4) Be realistic. Finding a new position takes time. Be patient, allocate time to work on your search every day and don’t spend too much time researching positions on the internet. After all, only 4% of job seekers are successful in finding new positions online.
5) Do your homework. Make sure that you are knowledgeable about the organizations and individuals that you contact. Google, LinkedIn, Zoom Info, association websites, company websites, etc. provide information about organizations and people. Taking the time to be knowledgeable can give you the edge.
6) You can’t network enough. It may be all we hear about, but in today’s market, more than 70% of job seekers’ success comes from networking. Networking is about seeking advice, information, ideas, referrals and coaching while being able to discuss your interests without asking for a job. Good dialogue will create opportunities. Make a list of friends, co-workers, past co-workers, family members, professional contacts, etc. and develop a game plan for contacting and staying in touch. Join job clubs, attend business and professional meetings and seek out your alumni. Don’t forget your network once you have landed.
7) Rely on your friends. Ask a trusted professional friend or friends to be your support and confidante during this process. We all need “cheerleaders” in our lives to maintain our spirits.

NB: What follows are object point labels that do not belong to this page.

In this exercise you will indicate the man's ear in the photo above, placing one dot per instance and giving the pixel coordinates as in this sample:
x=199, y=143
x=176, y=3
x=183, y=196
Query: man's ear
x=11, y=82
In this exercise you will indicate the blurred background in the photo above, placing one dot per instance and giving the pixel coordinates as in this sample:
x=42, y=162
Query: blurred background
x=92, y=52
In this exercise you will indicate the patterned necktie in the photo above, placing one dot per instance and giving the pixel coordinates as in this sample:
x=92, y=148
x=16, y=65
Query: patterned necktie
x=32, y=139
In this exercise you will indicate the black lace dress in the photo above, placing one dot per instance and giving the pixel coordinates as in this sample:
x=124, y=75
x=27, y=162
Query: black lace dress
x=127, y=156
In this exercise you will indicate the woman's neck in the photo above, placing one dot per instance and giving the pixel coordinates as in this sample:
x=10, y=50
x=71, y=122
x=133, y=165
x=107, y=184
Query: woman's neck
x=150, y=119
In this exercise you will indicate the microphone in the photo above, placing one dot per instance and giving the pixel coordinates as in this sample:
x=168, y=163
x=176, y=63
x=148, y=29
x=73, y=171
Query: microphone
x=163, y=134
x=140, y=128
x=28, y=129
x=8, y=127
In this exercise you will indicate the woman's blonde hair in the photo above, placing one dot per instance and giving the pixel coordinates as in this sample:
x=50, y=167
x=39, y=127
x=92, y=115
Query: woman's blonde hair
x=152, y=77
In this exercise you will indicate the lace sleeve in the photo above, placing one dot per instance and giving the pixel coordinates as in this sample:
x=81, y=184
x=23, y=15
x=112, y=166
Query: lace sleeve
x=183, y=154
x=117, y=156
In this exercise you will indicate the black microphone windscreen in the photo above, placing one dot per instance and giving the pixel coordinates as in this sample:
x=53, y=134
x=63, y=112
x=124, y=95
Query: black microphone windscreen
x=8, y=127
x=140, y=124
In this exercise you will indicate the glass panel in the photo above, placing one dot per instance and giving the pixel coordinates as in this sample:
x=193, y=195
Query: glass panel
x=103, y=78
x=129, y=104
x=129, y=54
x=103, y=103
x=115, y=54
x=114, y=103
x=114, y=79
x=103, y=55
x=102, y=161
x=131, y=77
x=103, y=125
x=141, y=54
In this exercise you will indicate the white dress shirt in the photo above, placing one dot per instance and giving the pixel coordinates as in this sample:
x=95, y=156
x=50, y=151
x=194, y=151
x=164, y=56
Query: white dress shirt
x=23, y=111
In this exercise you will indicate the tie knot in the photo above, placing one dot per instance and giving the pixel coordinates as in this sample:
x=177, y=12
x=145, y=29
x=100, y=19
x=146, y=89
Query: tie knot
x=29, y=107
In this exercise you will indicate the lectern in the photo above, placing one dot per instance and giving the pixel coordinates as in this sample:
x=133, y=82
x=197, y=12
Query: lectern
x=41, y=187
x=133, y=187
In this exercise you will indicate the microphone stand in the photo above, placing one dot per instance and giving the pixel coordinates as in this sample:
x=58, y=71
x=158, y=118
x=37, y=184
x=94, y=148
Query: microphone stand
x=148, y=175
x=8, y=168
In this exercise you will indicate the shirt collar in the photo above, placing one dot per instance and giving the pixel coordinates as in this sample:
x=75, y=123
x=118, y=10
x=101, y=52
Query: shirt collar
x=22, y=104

8) Be relentless. Though a job search can be painfully difficult, as there is far more rejection than acceptance, we must remain focused on the task at hand. Each day have goals regarding contacts, expanding our network and gaining face to face interviews. After all, each new interaction has the possibility of leading to the position that you are seeking.
Strategies for finding a new position in a down economy are no different than times when our economy is robust. Securing a new position in any economy is competitive. Our current economy, where there are more applicants for fewer positions, requires us to be more competitive. There is a smaller margin for error. As a result, we must plan and strategize, prepare, make a stronger effort and execute each aspect of our search in order to gain a competitive edge over other job seekers.